The first vice-president of the Russian club of financial directors, Tamara Kasyanova, recalls that a number of major international companies that previously used China as an assembly shop decided to return production to their homeland. In such circumstances, China is forced to change its approach to the import of technology. “But today it is difficult to talk about completely Chinese developments. Basically, they take as a basis the models of one or another product of foreign manufacturers and, after completion, produce a new Chinese product, ”notes Kasyanova. “Our scientists would work with great joy for the good of the country, but the main problem is the lack of necessary conditions. The salary of researchers remains low, and at the expense of the enthusiasm alone you cannot feed the family. Often laboratories are not properly equipped. To the request to replace the equipment in most cases the answer is: “There are no funds in the budget”. What kind of science development can we talk about if conditions are not created? - asks Kasyanov. “But on the other hand, the country's leadership is spending huge amounts of money on innovative developments, and not everyone understands what, for example, the same“ nanotechnologies ”are. Yes, and the corruption component in this process is clearly not a nanoscale. ”

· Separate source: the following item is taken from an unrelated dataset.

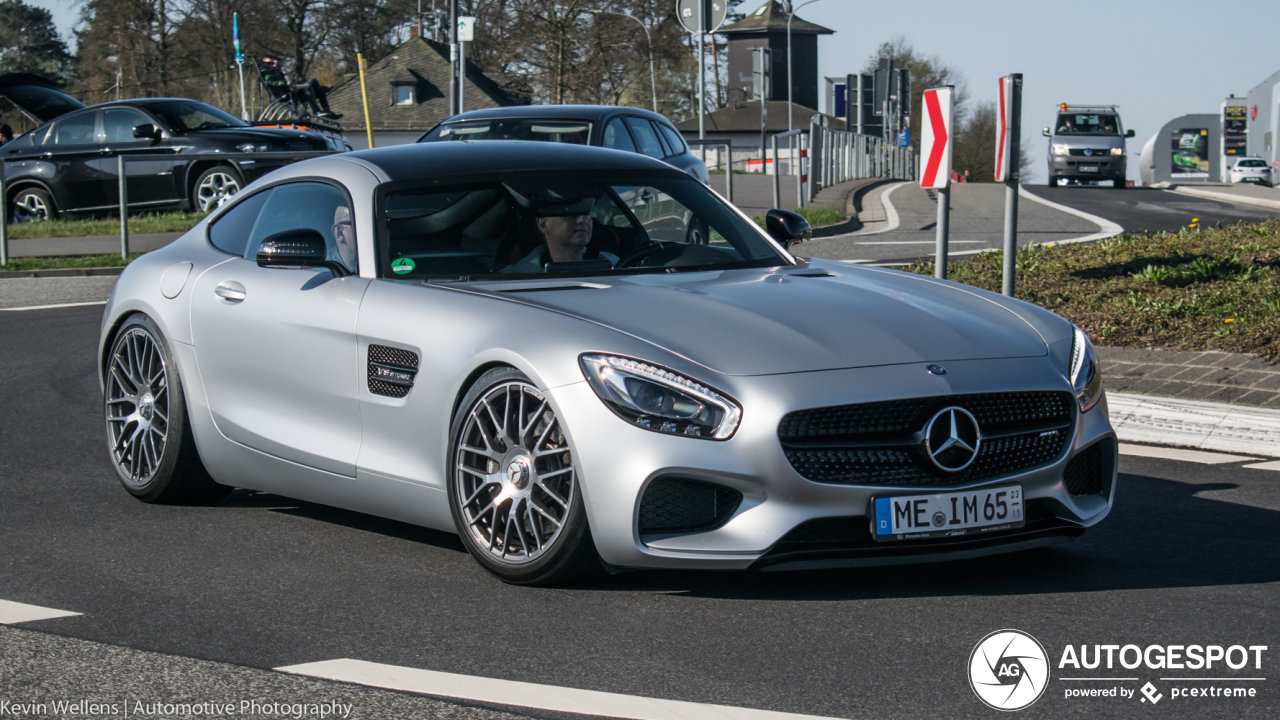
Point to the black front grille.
(677, 505)
(878, 443)
(391, 370)
(1083, 474)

“Russian science, if not to take the defensive direction, has always been focused on basic research. This was her problem in the 90-s, when the scientific personnel potential was largely extinct or went to foreign research centers. Applied science, in fact, needs to be created anew, and without industrial application and the demand for its development, the situation will, at best, be preserved at the current level, ”said Alexander Mironov, director of the audit department of Ural Union. At the same time, the high-tech manufacturing industry, which we should have had to stimulate industry science, is not itself in the best economic state.
Exports of countries by leading industries, in billions of dollars *
Aerospace | Electronic | Pharmaceutical | Computer | |
Russia | 1,1 | 0,9 | 0,2 | 0,2 |
China | 3 | 293,8 | 16,6 | 293,8 |
Japan | 5,4 | 74,9 | 5,5 | 74,9 |
EC | 88,2 | 78,4 | 160,6 | 38,6 |
USA | 89,2 | 93,3 | 46,5 | 48,8 |
* 2011 data for the year Source: US and Canadian Institute, Main Science and Technology Indicators Database.